RDF and RDF Schema
As mentioned above, XML by itself is meaningless. RDF (Resource Description Framework) comes to cope with it. RDF is used to express the meaning of entity and its relationship through a statement. A statement is a form or structure containing 3 important elements, namely Subject, Predicate, and Object also known as Triple. With RDF on the document, machine can easily identify each entity and how they are related. For instance “Qillbel” as the first entity (Subject) has relation (Predicate) “is the owner of” a second entity (Object), “Luwak Coffee Shop”.
This structure is the basic and natural way to describe the huge amount of data processed by machine. Each element is identified by unique URI that makes a concept are not just a word, but are tied to a unique definition that everyone can find on the Internet (Berners-Lee, Hendler, & Lassila, 2001).
In order to define properties and data type, RDF needs particular vocabulary known as RDF Schema. RDF Schema is can be defined as a vocabulary description language for describing properties and classes of RDF resources, with a semantics for generalization hierarchies of such properties and classes (Antoniou & Van Harmelen, 2004). The presence of RDF Schema provides modeling primitives for organizing RDF vocabularies hierarchically. By using RDF Schema, we can define the vocabulary; specify which properties apply to which kinds of object and what values they can take; and describe the relationships between object. Thus, RDFS makes semantic information machine-accessible, in accordance with the Semantic Web vision (Antoniou & Van Harmelen, 2004).
Although the RDF and RDF Schema provide some benefits to the concept of Semantic Web, they are limited to some extends. They are not expressive enough to interpret the meaning of the content of the Web. Semantic Web needs something that much more expressiveness. One solution is by using Ontology.
Ontology is one of the important parts in Semantic Web technology. Its role is to provide a set of inference rules that can be used to perform automated reasoning. This is important for the concept of Semantic Web since logics needs to be attached to the web in order to discover the meaning of information on the web. As we know that the terms or the XML codes attached in the web page hold the hidden meaning, this meaning can be defined by pointers to ontology by using unique URI. Therefore, the hidden meaning can be understood by machine and ambiguity can be avoided.
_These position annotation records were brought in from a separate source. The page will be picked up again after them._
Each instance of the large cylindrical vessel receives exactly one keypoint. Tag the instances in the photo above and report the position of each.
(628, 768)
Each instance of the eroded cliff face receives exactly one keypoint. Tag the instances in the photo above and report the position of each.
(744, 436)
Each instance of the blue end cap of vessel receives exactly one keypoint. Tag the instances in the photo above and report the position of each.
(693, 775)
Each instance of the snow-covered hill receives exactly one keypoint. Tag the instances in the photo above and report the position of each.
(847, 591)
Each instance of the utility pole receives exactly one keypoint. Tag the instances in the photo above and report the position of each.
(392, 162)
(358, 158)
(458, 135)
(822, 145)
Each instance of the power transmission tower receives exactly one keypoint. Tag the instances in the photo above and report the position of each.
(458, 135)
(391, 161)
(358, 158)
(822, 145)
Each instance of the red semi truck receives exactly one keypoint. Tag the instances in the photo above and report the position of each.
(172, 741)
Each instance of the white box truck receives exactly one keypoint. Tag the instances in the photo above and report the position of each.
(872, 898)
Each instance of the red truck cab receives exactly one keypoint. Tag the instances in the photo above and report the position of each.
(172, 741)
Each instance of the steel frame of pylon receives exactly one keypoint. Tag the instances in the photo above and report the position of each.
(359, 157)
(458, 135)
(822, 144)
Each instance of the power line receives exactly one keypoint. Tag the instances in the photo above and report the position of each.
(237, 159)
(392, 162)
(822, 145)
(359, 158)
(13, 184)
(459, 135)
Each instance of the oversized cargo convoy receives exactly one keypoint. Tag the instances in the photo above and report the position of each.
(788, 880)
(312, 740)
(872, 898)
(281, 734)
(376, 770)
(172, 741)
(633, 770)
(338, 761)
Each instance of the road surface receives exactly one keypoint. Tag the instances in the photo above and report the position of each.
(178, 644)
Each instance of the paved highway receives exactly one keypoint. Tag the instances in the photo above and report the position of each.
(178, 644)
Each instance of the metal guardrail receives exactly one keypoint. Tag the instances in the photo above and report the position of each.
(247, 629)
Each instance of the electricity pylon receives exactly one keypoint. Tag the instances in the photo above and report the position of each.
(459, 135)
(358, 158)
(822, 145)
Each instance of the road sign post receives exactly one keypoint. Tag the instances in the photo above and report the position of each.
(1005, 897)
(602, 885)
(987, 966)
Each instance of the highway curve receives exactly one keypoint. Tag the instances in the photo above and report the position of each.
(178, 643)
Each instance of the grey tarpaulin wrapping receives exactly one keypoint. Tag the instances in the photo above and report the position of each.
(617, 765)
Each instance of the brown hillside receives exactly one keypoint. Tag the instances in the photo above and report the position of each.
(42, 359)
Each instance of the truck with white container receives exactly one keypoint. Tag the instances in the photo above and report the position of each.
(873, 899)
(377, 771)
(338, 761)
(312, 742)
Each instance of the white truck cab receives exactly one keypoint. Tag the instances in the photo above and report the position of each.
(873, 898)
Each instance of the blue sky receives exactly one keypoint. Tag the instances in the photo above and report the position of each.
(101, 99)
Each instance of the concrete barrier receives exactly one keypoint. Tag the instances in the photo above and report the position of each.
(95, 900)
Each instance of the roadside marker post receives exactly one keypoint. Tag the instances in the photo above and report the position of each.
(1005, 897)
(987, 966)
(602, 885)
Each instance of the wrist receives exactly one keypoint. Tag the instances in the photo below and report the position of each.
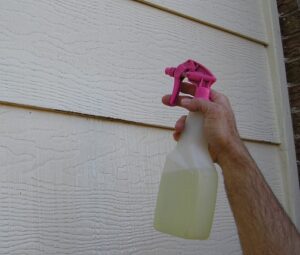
(234, 153)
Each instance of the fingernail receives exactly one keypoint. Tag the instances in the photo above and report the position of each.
(185, 101)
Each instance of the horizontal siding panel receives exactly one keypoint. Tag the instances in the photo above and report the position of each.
(243, 17)
(73, 185)
(106, 58)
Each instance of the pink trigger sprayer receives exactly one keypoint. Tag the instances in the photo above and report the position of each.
(188, 187)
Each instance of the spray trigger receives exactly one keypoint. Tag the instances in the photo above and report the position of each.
(196, 73)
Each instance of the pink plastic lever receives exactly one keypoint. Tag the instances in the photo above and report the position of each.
(196, 73)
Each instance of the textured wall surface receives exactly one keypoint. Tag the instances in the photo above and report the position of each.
(83, 133)
(74, 185)
(289, 16)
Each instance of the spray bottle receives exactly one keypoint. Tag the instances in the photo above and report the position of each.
(188, 187)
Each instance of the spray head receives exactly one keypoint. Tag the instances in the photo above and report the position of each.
(196, 73)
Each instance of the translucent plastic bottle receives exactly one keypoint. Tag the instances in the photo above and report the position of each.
(188, 187)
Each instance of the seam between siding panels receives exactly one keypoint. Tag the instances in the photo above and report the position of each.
(117, 120)
(202, 22)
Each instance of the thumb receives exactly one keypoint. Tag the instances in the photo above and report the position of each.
(195, 105)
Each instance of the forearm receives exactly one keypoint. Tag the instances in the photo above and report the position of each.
(263, 226)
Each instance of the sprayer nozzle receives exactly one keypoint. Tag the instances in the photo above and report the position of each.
(170, 71)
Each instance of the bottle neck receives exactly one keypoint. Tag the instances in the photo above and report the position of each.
(193, 131)
(193, 142)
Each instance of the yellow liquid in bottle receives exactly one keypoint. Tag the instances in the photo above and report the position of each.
(186, 203)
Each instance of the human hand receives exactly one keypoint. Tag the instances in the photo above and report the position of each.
(219, 121)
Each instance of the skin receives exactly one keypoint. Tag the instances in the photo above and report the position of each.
(263, 226)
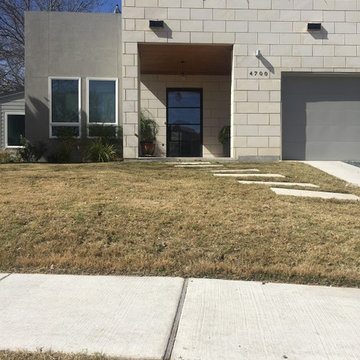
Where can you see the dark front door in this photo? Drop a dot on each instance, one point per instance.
(184, 122)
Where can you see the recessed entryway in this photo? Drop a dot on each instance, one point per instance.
(184, 122)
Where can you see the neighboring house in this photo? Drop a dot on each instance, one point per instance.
(12, 120)
(284, 74)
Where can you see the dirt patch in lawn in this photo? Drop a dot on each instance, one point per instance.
(154, 219)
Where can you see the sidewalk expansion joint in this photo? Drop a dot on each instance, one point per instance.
(175, 326)
(4, 277)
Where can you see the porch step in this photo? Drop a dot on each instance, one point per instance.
(278, 183)
(314, 194)
(234, 170)
(251, 175)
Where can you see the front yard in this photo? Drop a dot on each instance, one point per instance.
(154, 219)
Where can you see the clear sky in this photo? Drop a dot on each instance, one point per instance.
(109, 5)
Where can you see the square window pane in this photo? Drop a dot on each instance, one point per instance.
(15, 129)
(102, 101)
(102, 131)
(65, 131)
(184, 116)
(65, 100)
(183, 98)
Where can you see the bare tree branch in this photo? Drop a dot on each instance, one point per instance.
(12, 48)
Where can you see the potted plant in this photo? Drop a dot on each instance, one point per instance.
(224, 139)
(148, 131)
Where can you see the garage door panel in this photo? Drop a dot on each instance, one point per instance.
(335, 150)
(321, 117)
(333, 113)
(331, 134)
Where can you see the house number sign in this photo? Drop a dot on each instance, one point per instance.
(258, 74)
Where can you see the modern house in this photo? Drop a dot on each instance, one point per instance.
(283, 74)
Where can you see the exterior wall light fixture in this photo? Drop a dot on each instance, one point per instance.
(156, 23)
(314, 26)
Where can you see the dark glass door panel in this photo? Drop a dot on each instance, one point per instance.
(184, 98)
(184, 140)
(184, 116)
(184, 123)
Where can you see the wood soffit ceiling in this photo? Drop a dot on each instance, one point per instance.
(185, 59)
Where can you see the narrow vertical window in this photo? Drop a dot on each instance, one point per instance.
(102, 107)
(65, 107)
(15, 129)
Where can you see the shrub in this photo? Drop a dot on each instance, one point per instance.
(9, 157)
(106, 147)
(31, 152)
(148, 127)
(98, 151)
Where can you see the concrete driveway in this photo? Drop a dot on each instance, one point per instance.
(163, 318)
(339, 169)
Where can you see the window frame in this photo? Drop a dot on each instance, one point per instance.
(66, 124)
(6, 115)
(88, 123)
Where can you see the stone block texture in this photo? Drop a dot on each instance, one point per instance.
(278, 28)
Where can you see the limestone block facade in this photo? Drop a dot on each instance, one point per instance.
(276, 29)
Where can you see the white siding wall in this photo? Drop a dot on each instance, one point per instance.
(276, 27)
(10, 104)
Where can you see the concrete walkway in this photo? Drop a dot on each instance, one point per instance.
(173, 318)
(339, 169)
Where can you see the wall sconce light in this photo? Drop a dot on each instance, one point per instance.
(314, 26)
(156, 23)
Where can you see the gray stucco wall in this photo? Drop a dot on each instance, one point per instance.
(9, 104)
(67, 45)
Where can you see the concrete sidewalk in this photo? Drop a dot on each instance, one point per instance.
(339, 169)
(157, 318)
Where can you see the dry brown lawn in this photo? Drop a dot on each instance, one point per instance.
(154, 219)
(39, 355)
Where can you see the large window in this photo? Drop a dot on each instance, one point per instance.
(102, 106)
(15, 129)
(65, 107)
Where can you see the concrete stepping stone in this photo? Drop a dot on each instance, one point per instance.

Further, as every domain has its own jargon, the existence of ontology’s file defines the relations among terms. This means that ontology can be used as a platform to shared understanding of a certain domain and can support a meaningful. With this concept, web application can reason about different worlds and environments and make a connection between them (Hella, 2014).
As a Semantic Web background, the benefit of using ontology is for information management and exchange that allowed reasoning service analyzes the knowledge stored in the resources (Hella, 2014). It can also enhance the accuracy of result in search engine since the searching is based on the meaning of the concept, rather than the ambiguous keywords. As a result, we can improve the functioning of nowadays Web when ontology is implemented.